Which is true: VMware Compatibility Guide - System Search

Then again, it has been tested with 6.7 U3 VMware Compatibility Guide - System Search

Even later edit:

just realized SYS-E300-9D-8CN8TP is using the same motherboard as my SYS-5019D-FN8TP

If SYS-E300-9D-8CN8TP has been tested with 7.0 I wonder why my SYS-5019D-FN8TP is not listed as tested.

What are they testing?
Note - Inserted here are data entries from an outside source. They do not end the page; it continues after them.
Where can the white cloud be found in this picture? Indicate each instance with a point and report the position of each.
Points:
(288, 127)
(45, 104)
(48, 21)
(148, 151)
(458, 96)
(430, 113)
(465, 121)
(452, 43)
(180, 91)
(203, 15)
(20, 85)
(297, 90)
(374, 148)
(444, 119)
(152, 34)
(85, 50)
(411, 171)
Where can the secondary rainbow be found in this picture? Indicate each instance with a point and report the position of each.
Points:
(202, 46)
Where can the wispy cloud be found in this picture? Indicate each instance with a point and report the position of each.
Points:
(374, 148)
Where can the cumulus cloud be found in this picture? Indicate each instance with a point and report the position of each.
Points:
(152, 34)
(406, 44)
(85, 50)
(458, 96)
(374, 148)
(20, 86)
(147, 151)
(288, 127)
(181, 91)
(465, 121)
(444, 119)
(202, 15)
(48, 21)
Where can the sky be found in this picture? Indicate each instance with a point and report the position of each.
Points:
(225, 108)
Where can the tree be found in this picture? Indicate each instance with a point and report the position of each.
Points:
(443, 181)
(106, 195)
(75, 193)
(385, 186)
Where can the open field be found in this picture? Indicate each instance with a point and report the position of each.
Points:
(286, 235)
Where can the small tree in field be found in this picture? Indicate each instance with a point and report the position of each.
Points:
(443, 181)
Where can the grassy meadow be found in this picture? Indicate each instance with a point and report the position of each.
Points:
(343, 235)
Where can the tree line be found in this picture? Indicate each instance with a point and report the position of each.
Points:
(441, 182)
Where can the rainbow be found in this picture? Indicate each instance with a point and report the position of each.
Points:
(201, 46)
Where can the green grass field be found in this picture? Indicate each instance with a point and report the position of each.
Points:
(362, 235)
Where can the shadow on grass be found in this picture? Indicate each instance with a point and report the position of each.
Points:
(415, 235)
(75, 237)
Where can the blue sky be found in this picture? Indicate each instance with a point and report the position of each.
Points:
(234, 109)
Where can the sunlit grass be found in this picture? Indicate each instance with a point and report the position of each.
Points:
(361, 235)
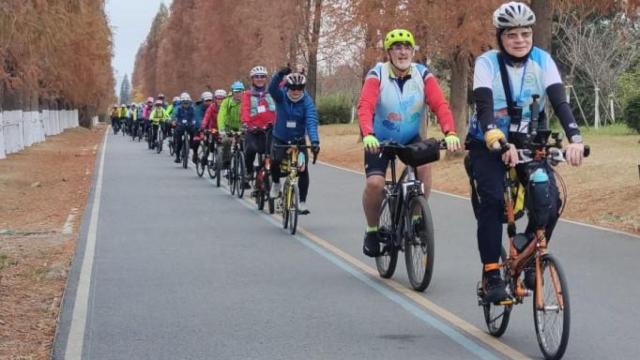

The server case? /s

Kev_Johnson
Enthusiast
Enthusiast

In the interests of gathering all of the relevant info in one location would you mind sharing your SM support ticket number, RazvanConstantin ? DM would be fine Smiley Happy

I'm trying to get the support team at Supermicro to see that this is a wider issue, not just my 2 boxes.

0 Kudos
Han
Enthusiast
Enthusiast

I too have the same issue with the same system and have opened a case with Supermicro.

Strange thing is I own 2 of these systems and only one has this issue.

0 Kudos
RazvanConstanti
Contributor
Contributor

In case you are still interested, I found the oid for CPU temperature.

1.3.6.1.4.1.21317.1.3.1.2.1

Kev_Johnson
Enthusiast
Enthusiast

Thanks!

I've had a response from Supermicro support: they've now flagged this to the product manager, so hopefully we'll see some form of more helpful response soon.

TimMann
VMware Employee
VMware Employee

Can you also file an SR with VMware if you're entitled to VMware support?

You can check the microcode version that ESXi loaded with this command from an ESXi console shell:

  vsish -e get /hardware/cpu/cpuList/0 | grep Revision

"Original Revision" is what ESXi saw at boot time (usually loaded by the BIOS), and "Current Revision" is what's running now, possibly loaded by ESXi.

I've looked and can't find any microcode issues documented by Intel with symptoms similar to what's described in this thread.  For Skylake-D, I believe the latest microcode that's publicly released as of today is 0x02006906. ESXi 7.0p01 includes the slightly older 0x02006901. Version 0x02000069 is still a little older.

You can try having ESXi not load any microcode by running this command and then doing a clean shutdown/reboot:

esxcli system settings kernel set -s microcodeUpdate -v false

0 Kudos
Han
Enthusiast
Enthusiast

After using "esxcli system settings kernel set -s microcodeUpdate -v false" and rebooting the CPU temperature is normal.

Han
Enthusiast
Enthusiast

Supermicro sent me a new pre-release BIOS and that solves the problem.

Microcode version in that BIOS is: 0x02006906

TimMann
VMware Employee
VMware Employee

The next ESXi release will package 0x02006906. However, the fix from Supermicro might have been elsewhere in the BIOS -- it's possible that using 0x02006906 with an old BIOS might still cause the same problem, or it may not. That's unclear from what little information I have. So updating your BIOS to the latest from Supermicro is the best thing to do.